From above and around, their mandibles pinched at his feet, testing, teasing, each one examining to see if their foe was a formidable one.
It wasn’t.
They began to pinch off pieces of meat as Gani screamed, the pain immeasurable as they began to climb his legs, their mandibles attachi
ng themselves to the exposed bone and then breaking it off, the insects quickly scrabbling off with its bounty to get at the marrow.
Bones and flesh began to tear away, the man breaking down to nothingness as he reached over and pulled the pin of the grenade.
Gani then waited for what he believed would be the eventual coming of the ‘Light of Loving Spirits.’
#
The grenade had a four-second fuse.
After having been swarmed over by the scarabs, his body now covered until it was nothing but a black lump in the configuration of a man, the grenade went off.
The detonation was powerful, its explosiveness reaching out to everything in its radius by destroying every beetle and scarab nearby, their carapaces becoming shattered bits as their innards, yellow and white meat, landed against the walls and surrounding floor in gruesome designs.

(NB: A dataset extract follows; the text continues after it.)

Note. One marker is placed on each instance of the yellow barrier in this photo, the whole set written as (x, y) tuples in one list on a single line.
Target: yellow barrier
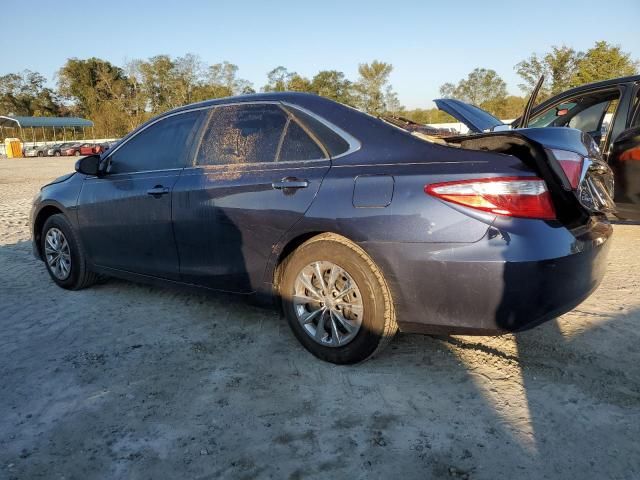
[(13, 147)]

The fiery sparks and burning shrapnel carried to all ends of the hall, some of the hot pieces landing in pools of oil, igniting them. Bonfires quickly arose, flaring into fiery columns of intense heat, the flames licking at the walls, the ceiling, the scarabs scrambling for safer havens that weren’t there, their bodies heating, their shells cracking, the meat spilling through the fissures, bubbling, the creatures dying out, burning. The tunnel became entirely engulfed as a back draft of fire raced down both ends of the corridor and lit more pools of oil. The scarabs then scrambled in a wild panic as self-preservation kicked in, each one possessing the desire to live as their escape routes had been clogged at the thin breaches with some getting through with smoking shells, whereas others blackened and burned.
The fires crackled on, hardly tempered as they were fueled by oil. Carapaces and beetle shells lay in pyramidal heaps and mounds, the smell of their suffering coming in indescribable aromas far worse than the smell of death and decay.